当サイトで使われている「UP・DOWN・RANGE・TRANSITION」という4つの相場フェーズについて、初心者にもわかりやすく解説します。今の株価がどんな状態にあるのか、ひと目でわかるようになります。

【初心者向け】当サイトの「4つのフェーズ」とは?チャートの見方を解説

「今日株価が上がったから買おう」「下がったから売ろう」 ……毎日の細かな値動き(ノイズ)に振り回されていると、相場の大きな波を見失ってしまいます。

ダウ理論による日本株では、相場の基本である ダウ理論(高値と安値の切り上げ・切り下げ) をベースにして、今のチャートがどのような状態なのかを 「UP」「DOWN」「RANGE」「TRANSITION」という4つのフェーズ(段階) でわかりやすく分類・表示しています。

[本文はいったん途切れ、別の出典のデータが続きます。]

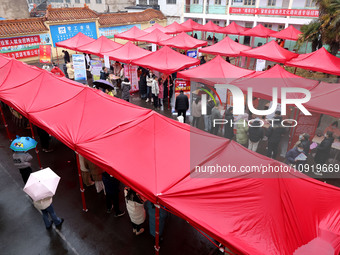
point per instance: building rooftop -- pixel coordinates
(22, 26)
(114, 19)
(65, 14)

このページでは、当サイトを利用する上で知っておきたい「4つのフェーズの意味」と「見方のコツ」を解説します。


1). 全体像:フェーズは「相場の状態ラベル」

フェーズとは、今の株価が「上昇の階段を登っているのか」「下落の階段を降りているのか」「踊り場で休んでいるのか」を示す状態ラベルです。

4フェーズ(UP・RANGE・TRANSITION・DOWN)の全体像 図1:フェーズの全体像(高値・安値の切り上げ/切り下げと、転換の考え方)

当サイトのフェーズは、一瞬の株価の上下ではなく 「確定した波の形(高値と安値)」 で判断しています。そのため、一時的な急変動に騙されにくい(ブレにくい)のが特徴です。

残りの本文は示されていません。